Präsident Nayib Bukele fordert nun einen massiven Ausbau des Sicherheitsapparats durch einen Kredit von 100 Millionen Euro. Dafür berief er am Sonntag eine Sondersitzung des Parlaments ein, zu der er von stark bewaffneten Polizisten und Soldaten begleitet wurde. Damit versuchte er, die Zustimmung der beiden großen Oppositionsparteien ARENA und FMLN zu erzwingen, die sie ihm jedoch trotz Anwesenheit des Militärs verweigerten. Bukele setzte ihnen daraufhin ein Ultimatum von einer Woche, um ihre Meinung zu ändern.

El Salvador ist gespalten

In El Salvador selbst ist man sich uneinig. Am vergangenen Samstag demonstrierten Tausende vor dem Parlament in San Salvador und bekundeten ihre Zustimmung für die Sicherheitspolitik des Präsidenten.
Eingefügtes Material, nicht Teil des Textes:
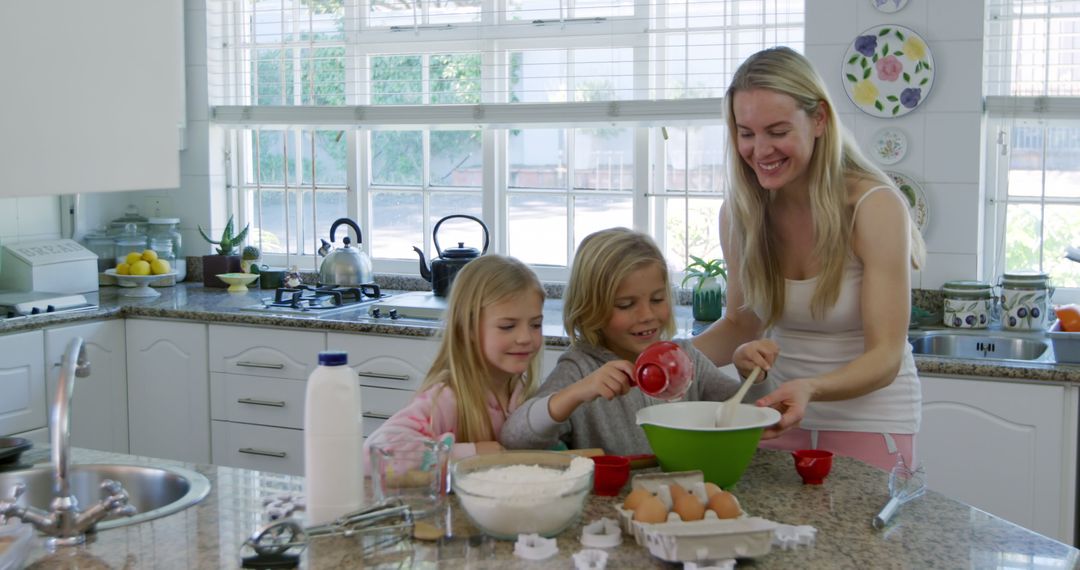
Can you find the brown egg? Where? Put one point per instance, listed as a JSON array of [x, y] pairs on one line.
[[689, 507], [725, 505], [651, 510], [635, 499]]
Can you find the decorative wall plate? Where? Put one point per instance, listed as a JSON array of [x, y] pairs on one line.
[[916, 198], [889, 146], [889, 5], [888, 71]]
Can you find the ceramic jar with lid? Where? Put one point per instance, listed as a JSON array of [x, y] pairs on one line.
[[968, 303], [1025, 300]]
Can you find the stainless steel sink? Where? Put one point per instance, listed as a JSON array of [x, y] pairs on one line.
[[980, 345], [153, 491]]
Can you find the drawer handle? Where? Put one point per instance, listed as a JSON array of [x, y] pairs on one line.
[[253, 451], [254, 402], [382, 376], [260, 365]]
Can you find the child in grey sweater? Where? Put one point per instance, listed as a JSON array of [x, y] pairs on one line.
[[616, 304]]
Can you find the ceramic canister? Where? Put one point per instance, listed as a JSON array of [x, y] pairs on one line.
[[968, 303], [1025, 300]]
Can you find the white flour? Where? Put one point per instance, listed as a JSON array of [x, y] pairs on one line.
[[525, 499]]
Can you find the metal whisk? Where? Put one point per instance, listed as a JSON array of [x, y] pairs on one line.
[[904, 485]]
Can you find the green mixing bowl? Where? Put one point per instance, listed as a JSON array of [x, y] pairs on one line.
[[684, 437]]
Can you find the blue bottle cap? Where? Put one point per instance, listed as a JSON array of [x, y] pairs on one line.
[[333, 358]]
Doch Bukeles Plan trifft nicht nur auf Zustimmung. KritikerInnen merken an, dass die Politik der „harten Hand“ in den letzten Jahren wenig Erfolg gebracht habe. El Salvadors Gefängnisse seien überfüllt von Mitgliedern der Jugendbanden. Davon Abgesehen sei Bukeles Vorgehen ein Tabubruch. Der Einsatz des Militärs im Parlament erinnert an die Zeit des Bürgerkriegs. In den 80er Jahren hatten die Angehörigen der Streitkräfte zahlreiche Verbrechen begangen. Daraufhin wurde ihnen in einer Gesetzesänderung nach Ende des Krieges jede Einmischung in die Politik untersagt.